The collection of Federal Government incentives encouraging us to set aside money for retirement (private sector DC and DB plans, federal, state, and local pension plans, 403(b) and 457 plans, the Federal Thrift plan, individual and employer-sponsored IRAs and all non-IRA fixed and variable annuity reserves at life insurance companies) is the largest federal revenue loser according to those whose keep score. As a result the National Commission on Fiscal Responsibility and Reform will undoubtedly consider this system in its deliberations about how to reduce the federal deficit.

If asked this is what I would tell the members. The government’s system of incentives encouraging retirement savings is one of the most effective government programs we have. The purpose of this system is to accumulate assets that can be used by American workers in retirement. It has done so amazingly well. Over the 20 year period, 1990 through 2009, the amount of assets in these programs grew from $4 trillion to $16 trillion.
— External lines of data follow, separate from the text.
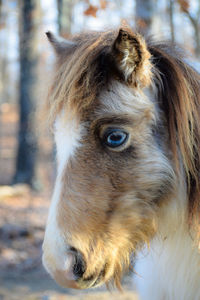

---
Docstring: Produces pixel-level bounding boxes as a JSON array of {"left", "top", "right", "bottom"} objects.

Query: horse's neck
[{"left": 136, "top": 188, "right": 200, "bottom": 300}]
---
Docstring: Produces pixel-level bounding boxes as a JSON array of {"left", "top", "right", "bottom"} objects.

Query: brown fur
[{"left": 44, "top": 29, "right": 200, "bottom": 287}]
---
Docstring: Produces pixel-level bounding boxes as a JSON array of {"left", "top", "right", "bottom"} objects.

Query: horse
[{"left": 43, "top": 26, "right": 200, "bottom": 300}]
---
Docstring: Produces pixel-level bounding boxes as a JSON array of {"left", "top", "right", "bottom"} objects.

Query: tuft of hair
[
  {"left": 148, "top": 42, "right": 200, "bottom": 231},
  {"left": 46, "top": 28, "right": 200, "bottom": 234}
]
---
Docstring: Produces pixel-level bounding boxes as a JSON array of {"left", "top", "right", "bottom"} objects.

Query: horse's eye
[{"left": 104, "top": 129, "right": 128, "bottom": 148}]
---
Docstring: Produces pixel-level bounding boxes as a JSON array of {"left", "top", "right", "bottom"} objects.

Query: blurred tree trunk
[
  {"left": 136, "top": 0, "right": 156, "bottom": 35},
  {"left": 178, "top": 0, "right": 200, "bottom": 57},
  {"left": 57, "top": 0, "right": 76, "bottom": 37},
  {"left": 169, "top": 0, "right": 175, "bottom": 43},
  {"left": 13, "top": 0, "right": 38, "bottom": 186}
]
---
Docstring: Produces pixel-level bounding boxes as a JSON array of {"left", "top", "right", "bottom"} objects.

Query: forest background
[{"left": 0, "top": 0, "right": 200, "bottom": 300}]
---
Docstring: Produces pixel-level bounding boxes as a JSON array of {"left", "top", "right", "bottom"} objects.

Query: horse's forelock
[
  {"left": 149, "top": 43, "right": 200, "bottom": 230},
  {"left": 48, "top": 31, "right": 200, "bottom": 232}
]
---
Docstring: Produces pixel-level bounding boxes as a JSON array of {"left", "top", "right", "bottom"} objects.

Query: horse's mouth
[{"left": 77, "top": 264, "right": 107, "bottom": 289}]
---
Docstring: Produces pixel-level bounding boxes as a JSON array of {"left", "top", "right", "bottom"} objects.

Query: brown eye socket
[{"left": 103, "top": 128, "right": 128, "bottom": 148}]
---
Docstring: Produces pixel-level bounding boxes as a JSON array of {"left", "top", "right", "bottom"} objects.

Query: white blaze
[{"left": 43, "top": 113, "right": 83, "bottom": 273}]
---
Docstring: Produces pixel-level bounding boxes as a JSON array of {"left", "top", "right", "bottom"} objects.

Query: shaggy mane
[{"left": 47, "top": 31, "right": 200, "bottom": 230}]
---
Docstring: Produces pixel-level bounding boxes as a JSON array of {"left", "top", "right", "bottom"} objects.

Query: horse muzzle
[{"left": 43, "top": 247, "right": 104, "bottom": 289}]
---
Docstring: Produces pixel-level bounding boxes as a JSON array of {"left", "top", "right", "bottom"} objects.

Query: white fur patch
[
  {"left": 54, "top": 113, "right": 83, "bottom": 174},
  {"left": 99, "top": 80, "right": 153, "bottom": 119},
  {"left": 43, "top": 114, "right": 83, "bottom": 273}
]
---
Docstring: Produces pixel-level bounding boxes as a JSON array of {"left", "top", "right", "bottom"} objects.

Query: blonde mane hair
[{"left": 46, "top": 31, "right": 200, "bottom": 232}]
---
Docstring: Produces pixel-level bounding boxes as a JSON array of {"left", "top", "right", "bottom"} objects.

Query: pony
[{"left": 43, "top": 26, "right": 200, "bottom": 300}]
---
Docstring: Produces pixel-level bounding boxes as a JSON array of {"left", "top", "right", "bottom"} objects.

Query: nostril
[{"left": 70, "top": 247, "right": 86, "bottom": 279}]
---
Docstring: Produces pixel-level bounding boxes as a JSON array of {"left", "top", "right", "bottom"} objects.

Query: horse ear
[
  {"left": 112, "top": 28, "right": 152, "bottom": 87},
  {"left": 46, "top": 31, "right": 76, "bottom": 55}
]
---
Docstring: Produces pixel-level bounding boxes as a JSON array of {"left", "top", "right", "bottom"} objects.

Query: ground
[{"left": 0, "top": 104, "right": 137, "bottom": 300}]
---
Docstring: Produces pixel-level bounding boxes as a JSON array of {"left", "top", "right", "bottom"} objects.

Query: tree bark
[
  {"left": 136, "top": 0, "right": 156, "bottom": 35},
  {"left": 169, "top": 0, "right": 175, "bottom": 43},
  {"left": 57, "top": 0, "right": 76, "bottom": 37},
  {"left": 13, "top": 0, "right": 38, "bottom": 186}
]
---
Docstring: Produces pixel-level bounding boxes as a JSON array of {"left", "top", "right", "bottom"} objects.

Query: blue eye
[{"left": 104, "top": 129, "right": 128, "bottom": 148}]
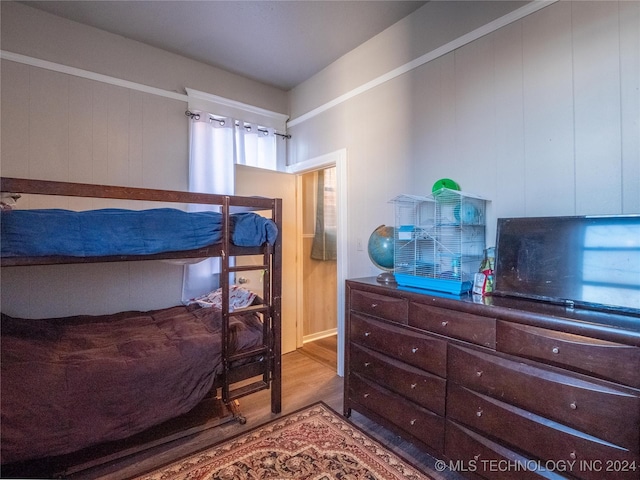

This amount dwarfs the approximately $2 trillion in the Social Security Trust Fund. We have set aside more money and more money per capita than any other country in the world.

I would also point out that the system of tax incentives for retirement savings in US is extraordinarily inexpensive. That is because the tax expenditures encouraging retirement savings are eventually repaid, unlike other tax incentives in the code where revenue lost is gone forever. Because of this, the revenue losses to encourage retirement savings are, in reality, but a small fraction of the amount usually reported.

There are three other tax ramifications that are rarely included in the discussion about the cost of government incentives for retirement savings. First, because retirement system distributions are taxed at regular rates, the government collects a significantly higher tax on equity generated capital gains and dividends than had such income been generated outside our system. Since approximately 60 percent of the assets in the retirement system are invested in equities, this additional amount alone more than offsets the revenue loss from our retirement system tax deferral.

Second, without tax-deferred retirement distributions few would have sufficient income to trigger the tax on their Social Security benefits and this tax would generate but a fraction of what is currently being collected. (There was $170 Billion in taxable Social Security Benefits in 2008.) Further, this tax is increasing and will continue to increase because retirement plan distributions are and will continue to grow. Also, once Social Security benefits are taxable they are subject to normal income tax rates which are progressive. This means those who have accumulated the largest retirement balances have their Social Security benefits taxed at a much higher rate. For better or worse, this further reduces the net benefit of Social Security to the more highly compensated.

Third, the government reaps significant tax revenue from the way it treats those under the age of 59 1/2 who take in-service distributions, cash distributions when they change jobs or default on a plan loan. Not only do these participants pay regular income tax they also pay an additional excise tax of 10 percent of the value of the distribution. Because most of the early distribution amounts are from short term savers with relatively small balances, the tax benefit of their deferral is barely measurable, and certainly no where close to 10 percent of the total amount. This generates many billions of dollars a year in additional federal revenue. Over $5 Billion was collected in 2008.

To summarize, the system is doing exactly what was and is intended, and doing it very well. I suspect there were few in the 1980s who would have thought we would have $16 trillion in the system at the end of 2009. In addition, the system is extraordinarily tax efficient, perhaps even generating a tax profit for the government over the long run.